This month St Ignatius Church on Green Street in Sunbury will be celebrating 150 years since its opening in May 1869. The church was opened in a formal ceremony, led by The Archbishop of Westminster, at the time, Henry Edward Manning, who travelled up from London on Trinity Sunday to lead the congregation in Mass.

To mark this anniversary the current Archbishop of Westminster, Cardinal Vincent Nichols, will journey to Sunbury to lead the celebrations with Mass in the church on Sunday 19th May.

The church itself was the vison of one man, the parish priest Father James Richardson Browne. Father Browne arrived at the then Sunbury Mission in 1867 and was appalled to see the crowded cramped conditions the local Catholic population, which numbered nearly 600, had available to them for the celebration of Mass.

The chapel, at Laurel Cottages, just north east of Sunbury Station, had been converted from a stable for use as a schoolroom during the week and a chapel on Sundays.

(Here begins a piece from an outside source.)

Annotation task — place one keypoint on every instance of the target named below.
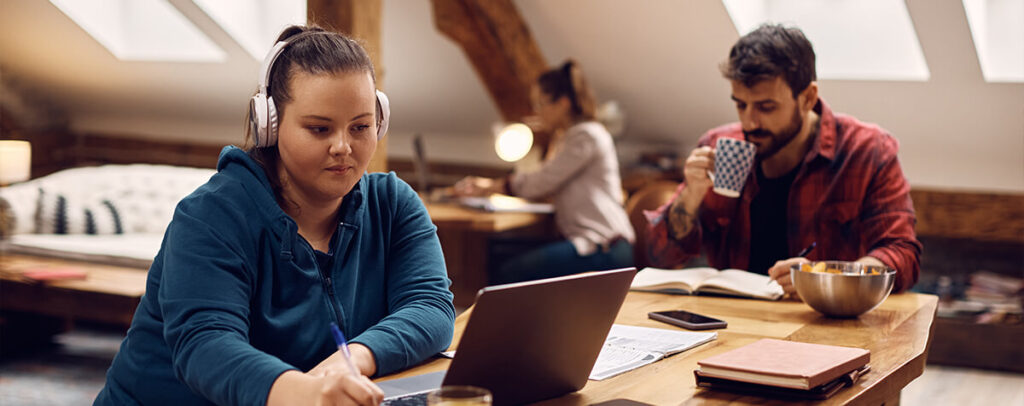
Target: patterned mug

In a letter to the Catholic newspaper The Tablet appealing for donations to build a permanent church Father Browne, described the chapel as “poor in all respects, with few benches, altar-furniture of the most ordinary kind, bare and naked walls, and is in every way unworthy of a mission so near to London”.

Most of the Catholic population of Sunbury were of Irish origin, their families having left Ireland a generation before to escape the infamous Irish potato famine of 1846 to 1848. They laboured in the market gardening operations that were prevalent in Sunbury, or on building the railway and the waterworks at Hampton. Many of these families were not able to give a money but instead gave by donating their labour, often toiling after a full day’s work.

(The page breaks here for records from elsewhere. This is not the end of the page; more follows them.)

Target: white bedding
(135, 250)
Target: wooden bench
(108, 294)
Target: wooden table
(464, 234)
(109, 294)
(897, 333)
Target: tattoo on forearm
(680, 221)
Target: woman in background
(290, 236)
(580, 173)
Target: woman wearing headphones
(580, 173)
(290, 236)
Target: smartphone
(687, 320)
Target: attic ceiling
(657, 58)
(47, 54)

By July 1868 the groundwork for the new church was dug and the foundations had been laid by the volunteers, under the supervision of a Mr John Desmond. By July 1868 the work had progressed sufficiently for Archbishop Manning to visit the
parish on 21 July 1868 to lay the foundation stone.

As noted by The Tablet at the time, this ritual was a cause of great celebration for the parish. The ceremony was attended by many who had donated to the cause. A significant number came from London, as Sunbury was now easily accessible by the newly built railway line.

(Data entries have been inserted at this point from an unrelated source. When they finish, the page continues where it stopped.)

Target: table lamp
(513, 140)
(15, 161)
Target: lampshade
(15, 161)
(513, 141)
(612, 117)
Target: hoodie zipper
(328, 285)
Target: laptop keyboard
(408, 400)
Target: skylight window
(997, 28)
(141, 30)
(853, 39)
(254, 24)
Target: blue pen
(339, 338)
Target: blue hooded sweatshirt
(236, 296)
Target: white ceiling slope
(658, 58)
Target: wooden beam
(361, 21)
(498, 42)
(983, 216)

The Archbishop addressed those present and praised them for being “true children of the Catholic Church by toiling to raise a Sanctuary”. He also appealed for alms for the church and the collection raised an impressive £34 14 shillings.

Less than a year later Archbishop Manning returned to open formally the church on 23 May 1869 – Trinity Sunday. The Archbishop was full of congratulations for Father Browne and the congregation. He again praised “the laboring men who of course had not much money to contribute”.